Bene condominiale e bene pertinenziale sono entità giuridiche distinte, tale per cui la relazione di accessorietà tra parti comuni ed unità immobiliari, tipica del condominio di edifici, ex artt. 1117 e ss. c.c., esula dalla figura delle pertinenze ex art. 817 c.c.
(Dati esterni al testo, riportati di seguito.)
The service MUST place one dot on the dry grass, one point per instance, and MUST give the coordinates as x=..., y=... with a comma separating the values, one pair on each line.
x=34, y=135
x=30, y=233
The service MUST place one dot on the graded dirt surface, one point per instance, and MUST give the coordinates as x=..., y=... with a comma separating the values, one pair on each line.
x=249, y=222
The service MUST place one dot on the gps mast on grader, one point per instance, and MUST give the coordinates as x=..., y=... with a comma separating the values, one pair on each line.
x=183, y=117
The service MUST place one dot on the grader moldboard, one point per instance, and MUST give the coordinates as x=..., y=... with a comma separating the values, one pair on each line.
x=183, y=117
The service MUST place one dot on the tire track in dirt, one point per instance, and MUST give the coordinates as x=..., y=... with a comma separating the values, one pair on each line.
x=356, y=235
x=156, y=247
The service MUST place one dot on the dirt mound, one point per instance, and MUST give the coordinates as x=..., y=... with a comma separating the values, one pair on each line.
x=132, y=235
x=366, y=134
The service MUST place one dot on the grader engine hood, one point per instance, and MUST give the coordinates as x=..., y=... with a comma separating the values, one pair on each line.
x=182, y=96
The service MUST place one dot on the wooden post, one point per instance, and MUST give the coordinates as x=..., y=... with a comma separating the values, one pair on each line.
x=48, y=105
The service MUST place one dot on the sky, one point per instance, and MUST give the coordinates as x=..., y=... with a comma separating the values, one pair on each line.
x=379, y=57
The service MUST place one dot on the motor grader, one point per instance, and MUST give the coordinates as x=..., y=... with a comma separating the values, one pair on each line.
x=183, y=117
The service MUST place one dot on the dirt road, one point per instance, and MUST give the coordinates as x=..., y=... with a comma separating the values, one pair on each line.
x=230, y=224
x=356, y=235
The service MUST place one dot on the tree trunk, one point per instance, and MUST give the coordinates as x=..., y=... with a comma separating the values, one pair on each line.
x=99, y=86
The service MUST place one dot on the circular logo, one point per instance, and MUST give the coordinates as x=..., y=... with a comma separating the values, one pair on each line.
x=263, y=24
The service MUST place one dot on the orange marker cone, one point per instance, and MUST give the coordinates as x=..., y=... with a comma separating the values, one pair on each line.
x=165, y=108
Nel condominio i beni comuni (il suolo su cui sorge l’edificio, le fondazioni, le facciate, i tetti, i cortili, gli impianti che servono all’uso comune), non sono «cose» distinte e autonome rispetto alle porzioni di proprietà individuale, ma «parti» indivisibili di un tutto. Le parti elencate dall’art. 1117 c.c. non offrono alcuna utilità autonoma e compiuta, in quanto la loro utilizzazione oggettiva e il loro godimento soggettivo sono unicamente strumentali all’utilizzazione o al godimento degli appartamenti. Al contrario, le pertinenze di cui all’art. 817 c.c. suppongono due «cose» che mantengono la loro identità, non sono congiunte fisicamente, quanto combinate in forza di una «destinazione durevole» (cioè, di una destinazione non episodica, ma comunque temporanea) al servizio o all’ornamento l’una dell’altra. Perché, peraltro, si crei un’efficace destinazione pertinenziale, basta essere proprietario o titolare di altro diritto reale sulla sola cosa principale, mentre non occorre essere anche proprietario (o comproprietario) della cosa destinata a pertinenza. Ed ancora, il proprium della res accessoria è la sua non indispensabilità, ovvero la sua separabilità dal tutto, mentre la divisibilità delle parti comuni dell’edificio condominiale è rigidamente condizionata, in base all’art. 1119 c.c., al raffronto tra i vantaggi che i singoli condomini ritraevano in precedenza da esse e i vantaggi che ne ricaverebbero dopo la divisione (oltre che al “consenso di tutti i partecipanti al condominio”, presupposto esplicitamente aggiunto dalla legge n. 220/2012).
Queste le differenze rimarcate dalla recente Cassazione n.6458/2019.